Southern Scotch

Southern Scotch
After the Fall 2016

Saturday, August 3, 2013

The Velvet Fist and Five Frightening Words

Have you ever heard a tale so cool you couldn't help replaying it in your head over and over again? I know two and I was part of one. And tonight I'm in a mood. If you are too, then here they are.

In his memoir, publisher Michael Korda told the tale of Five Frightening Words. The tale starred a powerful agent, one of the most potent forces around. The agent was always soft-spoken...invariably polite...and hell on wheels at business. The thing was, he never blustered. He never, never lost his cool. He never threatened, never yelled. In fact, he never raised his voice. At a point, though, in any proceeding, the dreaded moment invariably came: this quiet man--who, by the way, also never bluffed--would say the five words his world trembled to hear: 'Is that your final offer?' At this point, you see, any games had to stop. The question meant he was ready to walk--and walk off with a property, the loss of which might well cause your sorry head to roll. No debate: accept that risk or meet the figure that he had in mind.

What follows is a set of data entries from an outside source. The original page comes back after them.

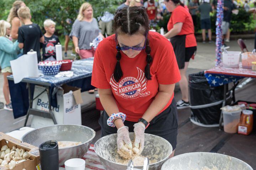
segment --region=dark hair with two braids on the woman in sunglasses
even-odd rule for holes
[[[140,33],[142,35],[148,35],[148,16],[144,7],[125,7],[116,12],[114,18],[114,30],[117,34],[127,34],[134,35]],[[147,37],[146,37],[147,38]],[[119,46],[119,44],[117,44]],[[150,74],[150,64],[152,63],[152,57],[150,55],[151,48],[149,45],[148,39],[146,40],[145,51],[147,54],[146,57],[146,67],[145,67],[145,77],[147,80],[151,80]],[[114,70],[114,79],[118,82],[123,76],[123,72],[120,65],[121,53],[120,50],[117,50],[116,53],[116,66]]]

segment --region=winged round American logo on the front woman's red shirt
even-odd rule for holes
[[[147,79],[145,73],[137,67],[138,77],[125,77],[117,83],[114,79],[114,74],[111,76],[110,85],[115,91],[115,94],[124,98],[136,98],[141,92],[147,89]]]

The man some called The Velvet Fist taught me another great lesson, this one more painfully learned. In the early 90s, when my horror career was still hot, I did some agent jumping with hopes of earning kaboodles of cash. I signed on with The Velvet Fist, though he insisted I knuckle down and finish my third novel before he took it to market. I needed an advance, though, to write it. TVF held fast, though: he'd make us kaboodles if I wrote it first. I started, then caught wind of a hot new agent who was looking for clients and selling books on spec. I needed money, damn it. So...I sent TVF a short letter, informing him that I'd found new representation. And TVF responded on one of the tiny note sheets that had become his trademark: 'I suppose you must follow your star. Best of luck.' Now, he may have been livid. But those were his words. And, time and again, through the years, I would wish that he had gone off on me, giving me some grounds for rancor. TVF went on to reject every new book that I pitched him for years. But all I could hear was his gracious 'I suppose you must follow your star.'

I admire both these men more and more each year. Salut!